Total bacteria number and the relative abundance of SCFA-producing bacteria (Allobaculum spp., Clostridium cluster IV and XIVa) and key genes involved in butyrate production (butyryl coenzyme A transferase (BcoA)) in the feces were quantified by realtime PCR as previously reported.31 The gene-specific primers designed to target the total and specific bacteria and butyrate-producing genes (BcoA) were provided in Table S1. Cloned 16S rRNA genes of E. coli were used to construct standard curve for total bacteria copies. The total bacteria were expressed as log10 copies (16 S DNA gene)/g feces. The relative abundance of specific bacteria or functional genes was normalized to the total bacteria.

2.4 Histological analysis

After animals were euthanized, liver and gastrointestinal tissues were obtained from each mice at a similar position. The tissue samples were fixed in 4% formaldehyde, embedded in paraffin and cut into slices about 3 μm thick.
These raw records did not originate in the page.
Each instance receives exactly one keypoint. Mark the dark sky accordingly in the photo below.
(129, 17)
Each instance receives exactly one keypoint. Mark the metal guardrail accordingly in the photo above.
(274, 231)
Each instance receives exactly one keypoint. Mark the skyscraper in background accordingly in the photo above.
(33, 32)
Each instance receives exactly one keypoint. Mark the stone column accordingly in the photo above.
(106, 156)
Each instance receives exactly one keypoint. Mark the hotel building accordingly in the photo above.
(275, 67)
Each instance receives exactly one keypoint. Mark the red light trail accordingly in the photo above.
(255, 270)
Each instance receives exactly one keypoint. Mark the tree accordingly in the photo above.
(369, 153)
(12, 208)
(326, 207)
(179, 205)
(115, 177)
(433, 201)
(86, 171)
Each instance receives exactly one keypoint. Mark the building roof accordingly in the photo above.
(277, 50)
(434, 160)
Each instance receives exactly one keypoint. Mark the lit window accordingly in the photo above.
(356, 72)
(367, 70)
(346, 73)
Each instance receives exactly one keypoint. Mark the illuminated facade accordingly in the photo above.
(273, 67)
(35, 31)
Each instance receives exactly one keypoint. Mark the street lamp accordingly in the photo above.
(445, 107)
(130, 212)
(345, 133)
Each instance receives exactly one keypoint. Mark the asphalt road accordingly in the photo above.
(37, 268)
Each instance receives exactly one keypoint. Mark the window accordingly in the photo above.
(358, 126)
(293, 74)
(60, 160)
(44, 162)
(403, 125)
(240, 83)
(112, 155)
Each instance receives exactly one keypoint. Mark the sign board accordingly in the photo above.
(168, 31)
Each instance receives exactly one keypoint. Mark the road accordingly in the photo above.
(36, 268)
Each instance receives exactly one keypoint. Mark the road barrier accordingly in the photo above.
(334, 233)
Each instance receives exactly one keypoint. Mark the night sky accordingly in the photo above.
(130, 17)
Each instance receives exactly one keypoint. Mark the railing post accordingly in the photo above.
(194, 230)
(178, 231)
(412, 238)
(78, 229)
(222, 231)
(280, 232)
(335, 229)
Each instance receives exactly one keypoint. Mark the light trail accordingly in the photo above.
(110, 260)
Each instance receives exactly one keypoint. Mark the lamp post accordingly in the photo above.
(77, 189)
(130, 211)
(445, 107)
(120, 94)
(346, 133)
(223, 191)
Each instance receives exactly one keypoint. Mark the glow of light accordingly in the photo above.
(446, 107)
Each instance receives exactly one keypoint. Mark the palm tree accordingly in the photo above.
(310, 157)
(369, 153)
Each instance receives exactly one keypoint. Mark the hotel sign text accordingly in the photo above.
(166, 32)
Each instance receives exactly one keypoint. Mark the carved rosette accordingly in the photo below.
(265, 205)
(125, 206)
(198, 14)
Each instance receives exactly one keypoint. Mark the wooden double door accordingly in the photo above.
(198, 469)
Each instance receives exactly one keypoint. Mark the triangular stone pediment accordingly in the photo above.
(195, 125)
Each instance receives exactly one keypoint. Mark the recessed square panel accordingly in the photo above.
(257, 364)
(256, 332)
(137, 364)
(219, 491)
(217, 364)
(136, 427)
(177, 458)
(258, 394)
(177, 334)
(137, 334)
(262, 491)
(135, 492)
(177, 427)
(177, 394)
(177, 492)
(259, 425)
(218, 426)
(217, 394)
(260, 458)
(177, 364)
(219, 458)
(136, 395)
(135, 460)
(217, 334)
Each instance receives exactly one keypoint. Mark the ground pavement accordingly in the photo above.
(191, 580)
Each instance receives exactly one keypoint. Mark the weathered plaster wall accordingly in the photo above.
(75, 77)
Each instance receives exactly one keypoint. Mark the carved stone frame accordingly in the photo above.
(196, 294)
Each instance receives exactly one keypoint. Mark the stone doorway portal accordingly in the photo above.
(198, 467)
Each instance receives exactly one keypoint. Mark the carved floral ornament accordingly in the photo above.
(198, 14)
The sections were stained with hematoxylin and eosin (H&E) and their morphological changes were observed by microscopy.

2.5 Statistics

Data are presented as the means ± SEM. SPSS 17.0 software was used for the statistical analysis. The significance of group differences for normally distributed data was assessed by one-way ANOVA followed by Tukey post hoc tests. P < 0.05 was considered statistically significant.

3 Results

3.1 Physicochemical properties of GO

AFM analysis revealed that the surface morphology of GO and showed an irregular sheet morphology (Fig. 1a). The FTIR spectra indicated that there are abundant –OH groups on GO nanoparticles (Fig. 1b). The size of GO was between 200–300 nm (Fig. 1a) and the hydrodynamic size of GO was 431 ± 81 nm (Fig. 1c). The hydrodynamic size of GO was much bigger than that estimated by AFM and the distribution of GO NPs were wide.
image file: c8ra06058d-f1.tif
Fig. 1 Physicochemical characterization of GO. (a) AFM images; (b) FTIR spectra; (c) GO size distribution.

3.2 GO NPs decrease TC and TG levels in blood and liver

Gavage of GO NPs showed no obvious influence on the body weight of mice (Fig. 2). In contrast, treatment with GO NPs for 28 days significantly decreased the serum levels of total cholesterol (TC) and triglycerides (TG) (Fig. 3). GO NPs showed more pronounced impact on TG level than on TC content. At the same time, the liver contents of TC and TG were dramatically decreased by GO NPs, suggesting marked ameliorating effect of GO on HFD-induced liver steatosis. In accordance, HFD-induced fatty degeneration (ballooning) of hepatocytes was attenuated by GO NPs (Fig. 4). We also checked the impact of GO NPs on the histology of intestine, i.e. duodenal, jejunum, ileum and cecum. The results from hematoxylin–eosin (H&E) staining of mice intestinal tissue showed that gavage of GO NPs for 28 days had no obvious harmful effects on intestinal tissue including duodenal, jejunum, ileum and cecum (Fig. S1).
image file: c8ra06058d-f2.tif
Fig. 2 The bodyweight curve of mice during the 28 day experiment.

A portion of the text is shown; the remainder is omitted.